Ronda, Spain 西班牙懸崖上的小城鎮
李常生整理 2022/09/12
Ronda (Spanish pronunciation: [ˈronda]) is a town in the Spanish province of Málaga. It is located about 105 km (65 mi) west of the city of Málaga, within the autonomous community of Andalusia. Its population is about 35,000. Ronda is known for its cliff-side location and a deep chasm that carries the Guadalevín River and divides the town.
It is now one of the towns and villages that is included in the Sierra de las Nieves Natural Park.
Ronda is situated in a mountainous area about 750 m (2,460 ft) above mean sea level. Also it occupies the depression of Ronda. The inner relief is gentle and includes areas of pastureland and vegetable and cereal growing areas.
The Guadalevín River runs through the city, dividing it in two and carving out the steep, 100-plus-meter-deep El Tajo canyon above which the city perches. The Spanish fir (Abies pinsapo) is endemic to the mountains surrounding Ronda.
American artists Ernest Hemingway and Orson Welles spent many summers in Ronda as part-time residents of Ronda’s old-town quarter called La Ciudad. Both wrote about Ronda’s beauty and famous bullfighting traditions. Their collective accounts have contributed to Ronda’s popularity over time.
In the first decades of the 20th century, the famous German poet Rainer Maria Rilke spent extended periods in Ronda, where he kept a permanent room at the Hotel Reina Victoria (built in 1906); his room remains to this day as he left it, a minimuseum of Rilkeana.
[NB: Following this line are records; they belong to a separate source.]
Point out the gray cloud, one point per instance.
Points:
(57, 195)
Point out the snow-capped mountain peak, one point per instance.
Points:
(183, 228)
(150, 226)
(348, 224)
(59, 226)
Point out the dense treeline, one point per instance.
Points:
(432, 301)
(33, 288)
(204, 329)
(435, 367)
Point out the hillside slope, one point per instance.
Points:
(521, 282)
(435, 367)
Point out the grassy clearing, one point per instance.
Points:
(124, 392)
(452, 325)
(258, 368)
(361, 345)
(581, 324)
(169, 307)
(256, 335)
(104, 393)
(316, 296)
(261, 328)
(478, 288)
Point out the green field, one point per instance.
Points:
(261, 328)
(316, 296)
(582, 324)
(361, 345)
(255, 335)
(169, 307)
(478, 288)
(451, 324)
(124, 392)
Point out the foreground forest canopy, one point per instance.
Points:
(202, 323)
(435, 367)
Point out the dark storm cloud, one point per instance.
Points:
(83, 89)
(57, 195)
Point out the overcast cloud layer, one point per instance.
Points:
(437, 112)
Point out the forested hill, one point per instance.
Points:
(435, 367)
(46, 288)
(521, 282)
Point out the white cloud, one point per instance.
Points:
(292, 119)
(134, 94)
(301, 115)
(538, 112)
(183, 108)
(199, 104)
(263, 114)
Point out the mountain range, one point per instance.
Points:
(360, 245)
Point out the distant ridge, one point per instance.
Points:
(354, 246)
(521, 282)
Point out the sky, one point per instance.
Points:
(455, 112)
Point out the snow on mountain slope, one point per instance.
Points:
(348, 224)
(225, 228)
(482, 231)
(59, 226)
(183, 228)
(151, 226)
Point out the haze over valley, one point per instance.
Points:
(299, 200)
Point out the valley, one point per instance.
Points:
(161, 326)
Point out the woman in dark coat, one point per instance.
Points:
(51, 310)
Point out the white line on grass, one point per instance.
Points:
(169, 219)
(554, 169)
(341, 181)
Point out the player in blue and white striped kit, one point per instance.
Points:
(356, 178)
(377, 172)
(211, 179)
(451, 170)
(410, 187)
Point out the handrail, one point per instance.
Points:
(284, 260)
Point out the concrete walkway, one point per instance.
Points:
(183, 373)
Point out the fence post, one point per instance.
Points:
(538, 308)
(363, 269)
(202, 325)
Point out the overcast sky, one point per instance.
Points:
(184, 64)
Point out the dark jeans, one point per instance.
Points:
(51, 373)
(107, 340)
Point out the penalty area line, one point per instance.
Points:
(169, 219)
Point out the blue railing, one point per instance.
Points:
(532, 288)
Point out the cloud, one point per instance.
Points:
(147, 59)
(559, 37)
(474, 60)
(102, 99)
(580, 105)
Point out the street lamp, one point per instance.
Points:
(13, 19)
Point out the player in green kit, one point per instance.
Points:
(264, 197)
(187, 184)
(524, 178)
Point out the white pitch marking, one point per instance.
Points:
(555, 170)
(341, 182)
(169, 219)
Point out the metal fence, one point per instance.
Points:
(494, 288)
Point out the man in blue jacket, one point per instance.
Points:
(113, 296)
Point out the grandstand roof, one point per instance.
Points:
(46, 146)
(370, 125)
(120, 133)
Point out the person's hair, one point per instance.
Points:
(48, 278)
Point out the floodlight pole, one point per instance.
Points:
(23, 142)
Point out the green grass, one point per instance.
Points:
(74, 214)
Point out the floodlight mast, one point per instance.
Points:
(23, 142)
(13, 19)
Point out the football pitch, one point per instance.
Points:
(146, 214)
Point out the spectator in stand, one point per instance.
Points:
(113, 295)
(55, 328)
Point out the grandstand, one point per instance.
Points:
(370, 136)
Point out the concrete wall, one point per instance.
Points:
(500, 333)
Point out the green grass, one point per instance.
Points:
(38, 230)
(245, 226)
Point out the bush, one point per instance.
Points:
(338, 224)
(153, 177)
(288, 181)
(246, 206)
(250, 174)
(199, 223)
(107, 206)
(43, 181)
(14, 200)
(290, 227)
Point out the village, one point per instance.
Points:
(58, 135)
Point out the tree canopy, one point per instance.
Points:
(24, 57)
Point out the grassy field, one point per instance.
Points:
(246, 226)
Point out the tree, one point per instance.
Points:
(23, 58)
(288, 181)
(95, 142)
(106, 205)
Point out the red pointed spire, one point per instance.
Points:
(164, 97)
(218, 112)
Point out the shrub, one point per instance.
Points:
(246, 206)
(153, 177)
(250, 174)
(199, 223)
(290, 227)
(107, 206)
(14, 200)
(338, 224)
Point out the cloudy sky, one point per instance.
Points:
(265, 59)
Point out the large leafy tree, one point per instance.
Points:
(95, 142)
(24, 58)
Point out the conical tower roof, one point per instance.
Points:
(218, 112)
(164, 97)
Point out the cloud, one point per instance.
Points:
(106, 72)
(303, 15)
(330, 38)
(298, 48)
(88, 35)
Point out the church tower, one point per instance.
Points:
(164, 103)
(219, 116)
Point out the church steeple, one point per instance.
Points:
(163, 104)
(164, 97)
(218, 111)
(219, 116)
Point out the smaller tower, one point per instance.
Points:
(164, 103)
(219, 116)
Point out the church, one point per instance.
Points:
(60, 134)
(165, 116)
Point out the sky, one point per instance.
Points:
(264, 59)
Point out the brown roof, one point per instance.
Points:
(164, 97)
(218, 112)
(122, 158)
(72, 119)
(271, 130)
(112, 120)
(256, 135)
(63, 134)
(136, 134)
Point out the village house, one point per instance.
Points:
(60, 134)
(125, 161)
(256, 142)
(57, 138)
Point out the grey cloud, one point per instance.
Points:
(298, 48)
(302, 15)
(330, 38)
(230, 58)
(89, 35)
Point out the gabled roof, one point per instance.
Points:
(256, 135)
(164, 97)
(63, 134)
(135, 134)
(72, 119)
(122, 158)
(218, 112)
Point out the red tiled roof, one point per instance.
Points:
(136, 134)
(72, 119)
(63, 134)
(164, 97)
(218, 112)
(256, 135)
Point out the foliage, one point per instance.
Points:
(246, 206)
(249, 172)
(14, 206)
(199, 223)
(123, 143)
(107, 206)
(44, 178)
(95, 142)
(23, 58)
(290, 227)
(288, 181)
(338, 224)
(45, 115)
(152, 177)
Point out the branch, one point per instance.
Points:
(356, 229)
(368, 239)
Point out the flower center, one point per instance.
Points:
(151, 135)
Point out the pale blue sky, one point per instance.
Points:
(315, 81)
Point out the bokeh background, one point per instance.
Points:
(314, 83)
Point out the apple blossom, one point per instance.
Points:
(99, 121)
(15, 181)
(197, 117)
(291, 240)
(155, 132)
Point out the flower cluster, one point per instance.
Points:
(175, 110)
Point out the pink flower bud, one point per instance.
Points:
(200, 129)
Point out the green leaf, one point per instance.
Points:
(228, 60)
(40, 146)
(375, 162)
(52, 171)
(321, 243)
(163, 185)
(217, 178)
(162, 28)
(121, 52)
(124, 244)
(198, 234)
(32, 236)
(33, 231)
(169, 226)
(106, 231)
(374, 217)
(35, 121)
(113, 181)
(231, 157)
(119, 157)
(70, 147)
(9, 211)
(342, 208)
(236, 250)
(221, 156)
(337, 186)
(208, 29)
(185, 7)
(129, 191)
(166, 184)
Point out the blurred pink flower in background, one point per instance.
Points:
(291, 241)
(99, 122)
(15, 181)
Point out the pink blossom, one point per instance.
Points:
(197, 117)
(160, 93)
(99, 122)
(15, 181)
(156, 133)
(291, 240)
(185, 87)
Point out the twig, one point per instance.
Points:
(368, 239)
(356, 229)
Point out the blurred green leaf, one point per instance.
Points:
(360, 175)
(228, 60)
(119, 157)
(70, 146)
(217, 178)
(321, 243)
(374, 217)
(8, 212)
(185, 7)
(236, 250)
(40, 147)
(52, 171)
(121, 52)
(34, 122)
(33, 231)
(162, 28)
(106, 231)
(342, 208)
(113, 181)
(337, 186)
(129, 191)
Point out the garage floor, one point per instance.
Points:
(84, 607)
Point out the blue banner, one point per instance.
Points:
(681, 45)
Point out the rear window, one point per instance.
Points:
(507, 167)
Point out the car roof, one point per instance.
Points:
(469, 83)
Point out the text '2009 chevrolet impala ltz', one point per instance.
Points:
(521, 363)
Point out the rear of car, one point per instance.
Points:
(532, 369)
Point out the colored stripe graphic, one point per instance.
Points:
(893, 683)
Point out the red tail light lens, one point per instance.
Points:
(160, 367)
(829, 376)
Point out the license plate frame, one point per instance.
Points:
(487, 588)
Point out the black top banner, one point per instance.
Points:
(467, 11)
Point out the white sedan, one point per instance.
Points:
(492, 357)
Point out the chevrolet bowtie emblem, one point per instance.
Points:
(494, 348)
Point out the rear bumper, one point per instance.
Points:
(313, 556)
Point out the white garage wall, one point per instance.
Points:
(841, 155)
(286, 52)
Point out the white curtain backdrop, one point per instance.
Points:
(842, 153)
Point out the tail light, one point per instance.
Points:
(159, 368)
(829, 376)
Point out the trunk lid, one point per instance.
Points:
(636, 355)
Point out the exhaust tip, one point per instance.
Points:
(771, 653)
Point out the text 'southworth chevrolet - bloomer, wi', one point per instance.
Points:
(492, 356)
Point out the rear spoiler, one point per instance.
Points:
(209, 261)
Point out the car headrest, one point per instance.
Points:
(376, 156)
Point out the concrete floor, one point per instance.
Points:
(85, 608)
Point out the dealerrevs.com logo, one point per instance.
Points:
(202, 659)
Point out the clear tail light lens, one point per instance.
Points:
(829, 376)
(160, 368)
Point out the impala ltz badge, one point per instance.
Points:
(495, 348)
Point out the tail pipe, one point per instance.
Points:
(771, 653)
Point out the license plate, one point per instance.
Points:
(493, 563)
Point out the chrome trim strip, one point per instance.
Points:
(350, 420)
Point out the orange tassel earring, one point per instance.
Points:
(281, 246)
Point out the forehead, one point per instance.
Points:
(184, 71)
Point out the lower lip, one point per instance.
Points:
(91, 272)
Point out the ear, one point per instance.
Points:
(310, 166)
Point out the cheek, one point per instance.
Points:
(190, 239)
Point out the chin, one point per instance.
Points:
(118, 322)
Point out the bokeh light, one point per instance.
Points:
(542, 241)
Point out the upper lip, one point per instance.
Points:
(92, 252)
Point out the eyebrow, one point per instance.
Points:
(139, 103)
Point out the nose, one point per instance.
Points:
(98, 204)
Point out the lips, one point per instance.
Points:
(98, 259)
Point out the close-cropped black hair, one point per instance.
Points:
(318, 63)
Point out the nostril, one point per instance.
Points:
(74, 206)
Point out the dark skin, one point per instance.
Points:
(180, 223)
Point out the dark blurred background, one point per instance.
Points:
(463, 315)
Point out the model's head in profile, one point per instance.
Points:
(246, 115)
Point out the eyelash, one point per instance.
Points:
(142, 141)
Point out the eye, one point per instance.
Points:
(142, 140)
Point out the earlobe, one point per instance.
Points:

According to the hotel’s publicity, Rilke wrote (though probably not in Spanish) He buscado por todas partes la ciudad soñada, y al fin la he encontrado en Ronda and No hay nada más inesperado en España que esta ciudad salvaje y montañera (“I have sought everywhere the city of my dreams, and I have finally found it in Ronda” and “Nothing is more startling in Spain than this wild and mountainous city.”)
Hemingway’s novel For Whom the Bell Tolls describes the execution of Nationalist sympathizers early in the Spanish Civil War. The Republicans murder the Nationalists by throwing them from cliffs in an Andalusian village, and Hemingway allegedly based the account on killings that took place in Ronda at the cliffs of El Tajo.